The Life and Adventures of Maj. Roger Sherman Potter eBook

This eBook from the Gutenberg Project consists of approximately 565 pages of information about The Life and Adventures of Maj. Roger Sherman Potter.

“A good diplomatist, I have heard it said, friend Tickler, never blurts out what he means to do, but keeps a still tongue until he has effected his ends.  Keep then your faith square, ask no questions, watch closely, and the result shall come as clear as day to you when I am on the field.”  The secretary gradually became more reconciled to his fate, and soon renewed the labor of restoring his beard.

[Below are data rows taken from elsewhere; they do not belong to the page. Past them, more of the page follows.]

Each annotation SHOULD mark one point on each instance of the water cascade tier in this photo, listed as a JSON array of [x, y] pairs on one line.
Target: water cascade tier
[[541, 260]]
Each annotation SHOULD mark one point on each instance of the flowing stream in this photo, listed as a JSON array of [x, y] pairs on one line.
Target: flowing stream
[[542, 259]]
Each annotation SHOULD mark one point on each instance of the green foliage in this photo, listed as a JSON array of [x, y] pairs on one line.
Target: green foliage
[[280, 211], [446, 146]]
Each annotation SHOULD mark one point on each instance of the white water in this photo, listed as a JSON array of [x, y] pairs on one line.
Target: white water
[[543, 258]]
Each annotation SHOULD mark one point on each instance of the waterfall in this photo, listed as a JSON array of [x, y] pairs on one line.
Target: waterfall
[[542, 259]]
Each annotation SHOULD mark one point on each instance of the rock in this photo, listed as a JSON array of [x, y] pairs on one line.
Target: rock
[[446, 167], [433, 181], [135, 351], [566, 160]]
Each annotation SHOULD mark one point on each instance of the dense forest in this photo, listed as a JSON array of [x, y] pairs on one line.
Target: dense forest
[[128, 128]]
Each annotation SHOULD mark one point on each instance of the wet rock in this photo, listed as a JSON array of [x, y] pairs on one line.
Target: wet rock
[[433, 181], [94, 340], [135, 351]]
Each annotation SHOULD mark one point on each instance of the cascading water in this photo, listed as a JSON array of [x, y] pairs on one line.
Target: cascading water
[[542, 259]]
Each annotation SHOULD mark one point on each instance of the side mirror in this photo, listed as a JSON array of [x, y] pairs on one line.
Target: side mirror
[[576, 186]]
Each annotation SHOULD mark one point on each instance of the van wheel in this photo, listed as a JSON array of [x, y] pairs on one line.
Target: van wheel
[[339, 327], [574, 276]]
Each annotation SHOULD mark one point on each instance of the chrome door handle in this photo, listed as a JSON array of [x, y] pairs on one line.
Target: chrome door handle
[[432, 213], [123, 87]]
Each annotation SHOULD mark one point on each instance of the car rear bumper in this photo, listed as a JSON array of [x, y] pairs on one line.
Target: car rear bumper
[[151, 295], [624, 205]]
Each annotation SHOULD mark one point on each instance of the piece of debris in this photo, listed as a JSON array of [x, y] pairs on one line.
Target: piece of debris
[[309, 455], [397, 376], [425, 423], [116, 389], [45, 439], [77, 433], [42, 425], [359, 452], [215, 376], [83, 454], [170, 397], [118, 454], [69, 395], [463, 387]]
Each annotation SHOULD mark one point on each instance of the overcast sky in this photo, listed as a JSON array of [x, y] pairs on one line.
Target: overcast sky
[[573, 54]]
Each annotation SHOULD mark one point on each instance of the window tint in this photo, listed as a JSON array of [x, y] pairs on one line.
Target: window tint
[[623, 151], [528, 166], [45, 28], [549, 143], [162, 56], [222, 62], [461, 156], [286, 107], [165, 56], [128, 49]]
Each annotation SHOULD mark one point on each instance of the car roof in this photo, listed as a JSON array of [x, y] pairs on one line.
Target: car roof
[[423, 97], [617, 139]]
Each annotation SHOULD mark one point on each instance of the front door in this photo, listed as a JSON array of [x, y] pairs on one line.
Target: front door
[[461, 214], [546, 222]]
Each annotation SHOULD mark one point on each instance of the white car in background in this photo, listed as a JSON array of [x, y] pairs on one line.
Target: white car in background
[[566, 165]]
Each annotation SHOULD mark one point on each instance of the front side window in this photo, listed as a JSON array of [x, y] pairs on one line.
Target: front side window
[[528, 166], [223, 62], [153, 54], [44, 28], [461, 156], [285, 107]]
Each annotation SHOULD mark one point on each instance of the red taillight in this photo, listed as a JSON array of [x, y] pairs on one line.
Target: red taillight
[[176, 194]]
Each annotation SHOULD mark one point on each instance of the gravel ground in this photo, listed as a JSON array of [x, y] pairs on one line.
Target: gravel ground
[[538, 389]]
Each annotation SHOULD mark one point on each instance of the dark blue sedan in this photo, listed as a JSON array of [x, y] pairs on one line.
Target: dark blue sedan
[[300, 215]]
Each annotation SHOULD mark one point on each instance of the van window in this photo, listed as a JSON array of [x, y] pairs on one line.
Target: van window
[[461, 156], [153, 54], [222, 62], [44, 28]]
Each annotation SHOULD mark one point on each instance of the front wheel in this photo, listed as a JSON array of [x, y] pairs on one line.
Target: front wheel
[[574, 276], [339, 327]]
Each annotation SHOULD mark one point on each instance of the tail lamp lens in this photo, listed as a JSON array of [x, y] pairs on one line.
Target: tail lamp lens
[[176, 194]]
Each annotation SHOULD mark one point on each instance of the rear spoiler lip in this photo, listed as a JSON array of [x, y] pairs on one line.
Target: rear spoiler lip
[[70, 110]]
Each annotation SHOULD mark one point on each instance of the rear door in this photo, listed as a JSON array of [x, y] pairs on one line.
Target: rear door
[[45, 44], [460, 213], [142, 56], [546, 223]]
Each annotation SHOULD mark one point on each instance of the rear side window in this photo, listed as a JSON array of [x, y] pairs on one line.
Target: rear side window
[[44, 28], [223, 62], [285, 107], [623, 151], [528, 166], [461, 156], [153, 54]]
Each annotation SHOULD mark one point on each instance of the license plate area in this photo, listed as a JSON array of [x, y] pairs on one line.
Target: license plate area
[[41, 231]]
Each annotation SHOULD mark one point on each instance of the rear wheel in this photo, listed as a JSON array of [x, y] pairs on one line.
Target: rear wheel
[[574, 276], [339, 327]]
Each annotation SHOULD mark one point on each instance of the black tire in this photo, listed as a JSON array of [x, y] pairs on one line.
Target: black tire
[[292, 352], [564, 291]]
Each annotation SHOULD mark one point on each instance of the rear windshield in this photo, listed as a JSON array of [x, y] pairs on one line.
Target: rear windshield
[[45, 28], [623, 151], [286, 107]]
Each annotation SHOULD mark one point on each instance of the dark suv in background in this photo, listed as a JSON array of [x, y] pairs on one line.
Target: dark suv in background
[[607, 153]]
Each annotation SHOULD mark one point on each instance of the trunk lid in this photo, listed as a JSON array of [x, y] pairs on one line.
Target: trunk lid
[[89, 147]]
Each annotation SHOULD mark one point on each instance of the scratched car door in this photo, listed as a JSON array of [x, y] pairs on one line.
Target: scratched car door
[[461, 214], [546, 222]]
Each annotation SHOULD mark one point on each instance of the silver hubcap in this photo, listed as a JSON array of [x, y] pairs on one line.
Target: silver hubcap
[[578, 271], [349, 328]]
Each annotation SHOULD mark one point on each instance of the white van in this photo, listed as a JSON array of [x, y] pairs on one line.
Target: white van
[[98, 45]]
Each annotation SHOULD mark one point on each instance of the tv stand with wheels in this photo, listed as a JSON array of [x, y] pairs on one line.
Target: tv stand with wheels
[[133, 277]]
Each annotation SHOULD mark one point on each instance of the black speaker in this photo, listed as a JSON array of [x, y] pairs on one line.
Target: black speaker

Several days now passed with so much pleasantry that the general and his secretary became the admiration of all on board.  Not a man, from the commander down to the humblest “ordinary,” but was eager to pay them homage, minister to their comfort, or afford them amusement.  They were thus happily pursuing their voyage when the commander, one pleasant evening, having entertained the general with various sea stories, was approached by one of his officers, who reported that Spark Island had been sighted from aloft.  This news sent a thrill of joy into the hearts of all on board, for Spark Island lay ten leagues off the coast of Kalorama.  Every eye was now fixed in the direction indicated, and many were the glasses brought into use.  After various scannings, what seemed a mere speck on the horizon was pronounced by the commander to be nothing less than the famous Spark Island, a bit of land quite resembling the steeple of one of our fashionable churches, and which nature, in one of her strange freaks had ejected from the bottom of the sea, that certain gulls and other sea-birds, having no other convenient place to build their nests, might take advantage of its solitude.  “Verily, your excellency,” said the commander, addressing General Potter with great suavity of manner, “there is so curious a history connected with this pitiful little island, that I feel you would be deeply interested with a recital of it.”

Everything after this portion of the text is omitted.